И заулыбался светло, отворачиваясь, чтобы скрыть непрошенную и стыдную для здоровенного мужчины слезу. Степан прокашлялся и продолжил говорить:
- Я вот Маруську твою нянчу. И так хорошо, так радостно мне... А увижу ли своих детей, даже и не знаю того, не ведаю...

И Люба тоже неприметно смахивала невольную слезу жалости к нему и расстраивалась из-за своей беспомощности в желании хоть как-то облегчить солдатскую тоску сердечную. А тут ещё и недавний немец припомнился, тоже ведь очень хороший человек, и того тоже жалко стало... Ох ты, господи Боже мой! Да кому из людей нужна эта проклятая война? Ведь солдатам не воевать друг с другом хочется, а вот так нянчить детей, разными мирными делами заниматься...

*   *   *
Но война – войной, а полевые работы свои сроки чтут строго. И как только фронт укатился дальше на юг и поблизости затих в молдавских Кодрах, как только на солнце хорошо прогрелась и подсохла земля, то в прифронтовых сёлах на полях вовсю закипела работа, насколько это только возможно сказать про военную пору. Без веселья и огонька, как это бывало раньше, но неотвратимо и натужно люди пахали землю, вносили в неё семена, занимались подсобным хозяйством.
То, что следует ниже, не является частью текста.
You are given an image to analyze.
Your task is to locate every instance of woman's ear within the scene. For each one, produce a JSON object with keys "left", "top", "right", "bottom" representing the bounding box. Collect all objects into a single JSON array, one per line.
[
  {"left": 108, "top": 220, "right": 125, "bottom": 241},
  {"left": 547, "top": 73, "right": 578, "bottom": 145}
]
По выработавшейся ещё с прошлого года традиции, Люба Булатова работала на пару с Ольгой  Булатовой. Прибилась к ним и Валентина Вершинина, родившая сына Коленьку, ведь она тоже одна растила ребёнка: муж Андрей её вместе с другими михайловскими мужиками тоже пропадал где-то в кончентрариях. Втроём женщинам стало полегче с землёй управляться. Конечно, за целый день прямо до ломоты в пояснице намаешься с тремя малышами, да возле плиты и на подворье. Зато потом в течение двух «бездетных» дней да на пару с подругой успеваешь многое сделать по хозяйству и в полях. Так что «самостийный» этот детский сад, кочевавший по домам трёх молодых матерей, был всем им очень на руку.

В том году Люба одна подняла четверть десятины огорода возле дома, по гектару земли на Школьном лоте и в Залесье, а также полдесятины в Гавриилковой макитре. Этот участок земли принадлежал Петру Булатову, но на время войны Люба своей землёй, полученной от отца в приданное и находившейся в Подлесье, поменялась с женой Петра и своей подругой Ольгой: так обоим было ближе и удобнее.

Но все шесть гектаров Ивановой земли Люба не смогла обрабатывать, конечно, поэтому половину земли отдавала в аренду. Так что Гавуня, который как-то умудрился не попасть в кончентрари, с радостью забрал обратно «свою» землю на Школьном Лоте. Дядя Николай тоже снова взялся обработать два гектара Ивановой земли на Пшеничнецком холме и южнее него. С обоими бывшими опекунами Ивана она договорилась об аренде за половину урожая – такова была на селе давняя эта норма. Люба была согласна и на меньшую долю, лишь бы земля не пустовала, но дядя Николай был непреклонным. Заявил, что негоже в лихую годину людей обирать, а родню – тем более. А там и Гавуня согласился с ним, скрипя сердце...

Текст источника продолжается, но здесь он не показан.